In ancient times, sharing a meal was a means of sealing a covenant between people—not an insignificant purpose for a good dinner. Food has also served as a means of communication—an expression of welcome (wine for housewarming), a sharing of grief (bringing meals to the bereaved), a show of concern (chicken soup for the ailing), an expression of joy (champagne to ring in the new year).
Sharing a meal can also help us relax. Sometimes around a dinner table you’ll discover things about people that make them more real, more human. There’s a well-told story in my family about the time we had guests for dinner and my dad cut loose—when one of the guests asked my dad to pass a hot dog bun, he did—passed it like a football, and continued to throw the rest of the buns to everyone else in the same manner. My usually sober father had shown our guests a side to which only his family was usually privy, and thirty years later, those guests still bring it up with a hearty laugh and a wistful sigh.
Many of us have memories of meals we shared with people, and we can remember what we ate, how it tasted. My husband didn’t eat pumpkin pie for decades because he associated it with the night his brother was seriously injured in a car-bicycle accident. Homemade ice cream never fails to return me to childhood church gatherings, with twenty-odd ice cream makers lined up on tables, waiting for us to dive in. Recently some good friends of mine had a “coffee and Jell-O party”—the only consumables which I can tolerate without undue effects. And I’ll never forget the last meal I ate—dinner at the Mongolian Grill for my husband’s birthday last September.

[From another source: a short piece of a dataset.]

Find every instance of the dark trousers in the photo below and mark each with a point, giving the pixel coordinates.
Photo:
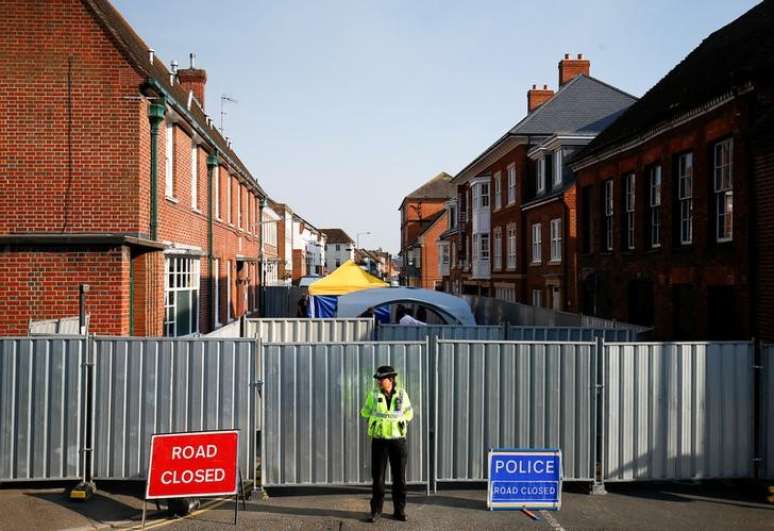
(395, 451)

So in spite of my yearnings for pizza and cheesecake and even a simple salad, and regardless of the resentment that I still often feel regarding food and eating, I am grateful for the place meals have in our society. And while I may still celebrate with the occasional pity party (the only party I have found that doesn’t involve food), I will raise my glass in celebration and thanks this holiday season.
And while you’re taking in the sights and smells of the holidays, stop for a moment and savor it all—the aromas of baking, the family and friends around the table, the champagne slipping lightly across your tongue on its way to warming your belly. Food is more than physical nourishment—it can, indeed, nourish the heart as well.